Many of us here at HotHardware have owned, used or have had at least some experience with some of the earliest computer hardware. We also like to figure out how much old hardware would cost or how the requirements for some of today’s games and applications would translate to vintage hardware. For example, Call Of Duty Warzone would weigh over 2.7 tons in high density (1.44 MB) 3.5 inch floppy disks (144,157 disks x 18g average weight per disk)! And the same game would cost roughly $11.97M dollars to install across 598 of those $20,000 300MB hard disks. Check out our Discord if you’d like to have some fun participating in similar conversations.

vic20
Commodore VIC-20 Ad

While that $20K for a single hard disk seems extreme, this archive of advertising gives us a really interesting look into the computing history time capsule and how far we’ve come. From the early days when computers only existed in large datacenters, to now when most of us carry around a device with thousands of times more computing power than was used to put a man on the moon.
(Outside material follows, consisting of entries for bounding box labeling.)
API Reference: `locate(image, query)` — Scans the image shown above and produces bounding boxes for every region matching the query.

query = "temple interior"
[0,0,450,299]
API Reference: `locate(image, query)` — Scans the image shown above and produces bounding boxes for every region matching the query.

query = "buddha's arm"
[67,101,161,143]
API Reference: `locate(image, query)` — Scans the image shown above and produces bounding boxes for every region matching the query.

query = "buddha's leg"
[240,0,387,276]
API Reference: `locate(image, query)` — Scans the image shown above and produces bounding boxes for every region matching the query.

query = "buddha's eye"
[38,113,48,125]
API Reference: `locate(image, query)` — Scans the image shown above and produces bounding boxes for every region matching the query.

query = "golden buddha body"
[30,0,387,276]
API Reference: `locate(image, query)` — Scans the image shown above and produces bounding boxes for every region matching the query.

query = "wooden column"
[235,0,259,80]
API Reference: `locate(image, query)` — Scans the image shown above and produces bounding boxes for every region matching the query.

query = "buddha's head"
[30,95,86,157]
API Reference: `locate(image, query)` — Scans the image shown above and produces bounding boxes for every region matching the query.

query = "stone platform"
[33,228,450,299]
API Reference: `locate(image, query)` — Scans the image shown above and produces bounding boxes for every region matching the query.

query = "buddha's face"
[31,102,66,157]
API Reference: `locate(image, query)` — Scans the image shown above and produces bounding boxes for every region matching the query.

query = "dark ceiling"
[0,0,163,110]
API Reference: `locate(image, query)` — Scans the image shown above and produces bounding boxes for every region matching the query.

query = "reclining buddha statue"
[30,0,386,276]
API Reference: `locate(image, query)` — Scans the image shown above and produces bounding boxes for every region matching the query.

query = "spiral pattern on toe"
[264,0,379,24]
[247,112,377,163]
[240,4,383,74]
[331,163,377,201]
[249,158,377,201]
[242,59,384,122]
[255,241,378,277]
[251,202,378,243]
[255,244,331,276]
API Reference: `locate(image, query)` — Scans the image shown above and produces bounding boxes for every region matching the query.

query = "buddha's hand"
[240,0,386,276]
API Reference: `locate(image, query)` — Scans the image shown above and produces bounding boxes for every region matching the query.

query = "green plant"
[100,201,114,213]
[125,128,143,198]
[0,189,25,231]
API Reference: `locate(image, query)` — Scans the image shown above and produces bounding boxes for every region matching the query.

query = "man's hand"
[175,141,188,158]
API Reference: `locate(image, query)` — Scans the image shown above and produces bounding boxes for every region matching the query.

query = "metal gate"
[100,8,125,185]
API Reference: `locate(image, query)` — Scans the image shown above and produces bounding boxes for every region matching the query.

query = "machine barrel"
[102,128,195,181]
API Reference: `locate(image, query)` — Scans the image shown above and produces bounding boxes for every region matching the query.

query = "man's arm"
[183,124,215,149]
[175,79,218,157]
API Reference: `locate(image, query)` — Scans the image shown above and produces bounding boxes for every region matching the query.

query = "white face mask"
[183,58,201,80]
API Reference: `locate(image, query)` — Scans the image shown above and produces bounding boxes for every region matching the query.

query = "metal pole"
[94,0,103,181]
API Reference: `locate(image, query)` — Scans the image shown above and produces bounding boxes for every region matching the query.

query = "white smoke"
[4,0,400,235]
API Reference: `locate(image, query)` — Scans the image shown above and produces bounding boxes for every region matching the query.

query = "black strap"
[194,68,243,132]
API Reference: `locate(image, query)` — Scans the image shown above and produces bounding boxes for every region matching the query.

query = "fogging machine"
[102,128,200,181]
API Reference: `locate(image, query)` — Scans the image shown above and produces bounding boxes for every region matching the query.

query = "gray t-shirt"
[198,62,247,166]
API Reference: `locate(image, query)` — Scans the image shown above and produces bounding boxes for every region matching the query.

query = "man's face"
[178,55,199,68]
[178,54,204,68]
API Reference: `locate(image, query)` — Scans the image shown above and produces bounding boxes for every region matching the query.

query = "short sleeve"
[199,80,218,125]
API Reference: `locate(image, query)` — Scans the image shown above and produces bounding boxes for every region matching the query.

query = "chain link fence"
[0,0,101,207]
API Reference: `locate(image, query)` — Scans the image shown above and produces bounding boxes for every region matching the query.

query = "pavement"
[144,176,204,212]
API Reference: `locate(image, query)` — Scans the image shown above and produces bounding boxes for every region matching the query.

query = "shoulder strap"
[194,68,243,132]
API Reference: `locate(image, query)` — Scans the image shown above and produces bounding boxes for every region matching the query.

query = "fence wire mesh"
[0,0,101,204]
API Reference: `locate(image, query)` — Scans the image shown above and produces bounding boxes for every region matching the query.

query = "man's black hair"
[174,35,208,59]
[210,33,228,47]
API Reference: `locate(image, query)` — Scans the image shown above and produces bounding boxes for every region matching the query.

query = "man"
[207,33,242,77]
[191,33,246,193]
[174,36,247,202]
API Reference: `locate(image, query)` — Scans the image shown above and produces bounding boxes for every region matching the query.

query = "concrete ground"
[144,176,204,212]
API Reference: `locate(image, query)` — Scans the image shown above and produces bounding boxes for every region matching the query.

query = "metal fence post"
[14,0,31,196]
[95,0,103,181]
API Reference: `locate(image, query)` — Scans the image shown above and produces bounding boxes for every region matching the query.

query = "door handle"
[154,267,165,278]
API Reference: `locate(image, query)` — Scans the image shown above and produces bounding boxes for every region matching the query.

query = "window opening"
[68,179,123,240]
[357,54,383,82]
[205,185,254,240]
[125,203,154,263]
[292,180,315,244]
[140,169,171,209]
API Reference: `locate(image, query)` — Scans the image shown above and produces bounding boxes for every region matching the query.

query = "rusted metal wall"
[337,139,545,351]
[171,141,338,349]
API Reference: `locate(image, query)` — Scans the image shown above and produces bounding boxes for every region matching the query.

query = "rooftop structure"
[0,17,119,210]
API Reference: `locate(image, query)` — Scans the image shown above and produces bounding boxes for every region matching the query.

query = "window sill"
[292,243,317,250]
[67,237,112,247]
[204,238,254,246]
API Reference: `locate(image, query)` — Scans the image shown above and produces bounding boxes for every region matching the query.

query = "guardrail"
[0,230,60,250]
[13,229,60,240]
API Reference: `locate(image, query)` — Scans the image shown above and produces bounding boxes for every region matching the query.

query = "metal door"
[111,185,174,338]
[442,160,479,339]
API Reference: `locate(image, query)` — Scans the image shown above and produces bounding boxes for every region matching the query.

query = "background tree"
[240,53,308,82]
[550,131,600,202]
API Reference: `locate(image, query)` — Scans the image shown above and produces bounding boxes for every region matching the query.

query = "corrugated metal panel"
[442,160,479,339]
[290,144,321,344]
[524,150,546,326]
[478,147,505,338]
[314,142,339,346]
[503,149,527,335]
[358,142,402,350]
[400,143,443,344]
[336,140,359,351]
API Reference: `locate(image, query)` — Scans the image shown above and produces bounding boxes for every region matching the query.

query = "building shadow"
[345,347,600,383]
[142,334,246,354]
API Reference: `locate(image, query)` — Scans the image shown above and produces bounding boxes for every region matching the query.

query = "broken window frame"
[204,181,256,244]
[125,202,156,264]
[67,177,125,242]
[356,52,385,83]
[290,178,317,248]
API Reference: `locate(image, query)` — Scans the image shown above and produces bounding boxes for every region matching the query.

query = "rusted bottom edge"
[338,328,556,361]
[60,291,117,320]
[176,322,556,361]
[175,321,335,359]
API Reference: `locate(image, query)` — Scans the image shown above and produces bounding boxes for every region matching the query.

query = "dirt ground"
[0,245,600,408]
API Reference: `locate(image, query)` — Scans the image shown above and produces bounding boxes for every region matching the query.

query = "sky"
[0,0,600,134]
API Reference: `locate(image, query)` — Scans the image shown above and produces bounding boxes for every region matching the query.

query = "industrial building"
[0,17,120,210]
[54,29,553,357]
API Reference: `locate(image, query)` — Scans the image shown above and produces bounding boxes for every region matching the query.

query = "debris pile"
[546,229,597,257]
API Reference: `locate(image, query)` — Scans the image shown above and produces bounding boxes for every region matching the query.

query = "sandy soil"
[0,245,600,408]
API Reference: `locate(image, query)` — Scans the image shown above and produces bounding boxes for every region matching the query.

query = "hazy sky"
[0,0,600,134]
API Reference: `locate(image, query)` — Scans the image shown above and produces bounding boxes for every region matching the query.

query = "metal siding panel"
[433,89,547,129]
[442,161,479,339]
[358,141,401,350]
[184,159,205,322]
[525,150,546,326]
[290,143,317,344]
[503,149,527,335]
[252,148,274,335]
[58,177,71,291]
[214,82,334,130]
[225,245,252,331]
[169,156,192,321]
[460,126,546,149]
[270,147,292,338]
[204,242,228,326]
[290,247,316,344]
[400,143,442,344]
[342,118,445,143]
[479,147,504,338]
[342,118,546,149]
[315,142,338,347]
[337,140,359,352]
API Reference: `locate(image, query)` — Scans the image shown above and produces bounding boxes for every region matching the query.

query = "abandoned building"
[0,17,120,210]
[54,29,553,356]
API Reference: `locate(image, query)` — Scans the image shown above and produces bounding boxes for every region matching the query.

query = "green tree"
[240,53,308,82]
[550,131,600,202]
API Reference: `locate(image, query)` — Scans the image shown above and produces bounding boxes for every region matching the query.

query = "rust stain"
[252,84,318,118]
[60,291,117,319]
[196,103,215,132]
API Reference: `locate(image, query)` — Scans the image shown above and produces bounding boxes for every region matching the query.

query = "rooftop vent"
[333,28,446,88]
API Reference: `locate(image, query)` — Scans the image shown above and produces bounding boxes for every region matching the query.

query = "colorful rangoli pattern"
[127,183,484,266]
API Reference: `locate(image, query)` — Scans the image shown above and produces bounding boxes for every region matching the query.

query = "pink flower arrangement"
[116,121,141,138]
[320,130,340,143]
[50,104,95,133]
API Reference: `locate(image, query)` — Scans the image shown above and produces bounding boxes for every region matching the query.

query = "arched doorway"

the 10mb hard drive youve waited for
A Full 10MB For Just $3400!

Returning back to that ultra-expensive 300MB hard drive for a moment, it’ll be obvious to anyone how both the physical size of those legacy had drives has been significantly reduced as has the cost per megabyte. That 300MB drive had platters about the size of a wall clock or frisbee in circumference and now we have microSD cards with thousands pf times the capacity.

wysiwyg
What You See Is What You Get – Unfortunately, it’s in monochrome.

There is also what has to be one of the earliest references to an acronym that still in use today, What You See Is What You Get (WYSIWYG), along with a multitude of ads for many of the most popular, early home computers, like Apple’s $2,500 Macintosh or the much more budget friendly VIC 20 from Commodore at under $300.

2 bit compute better than 1
A whole 2-byte computer? Get outta town…

Some of these photos advertisements are truly a trip down personal computing memory lane, and remind us of just how far we’ve come, quite literally from a two-bit, or byte ratherPC.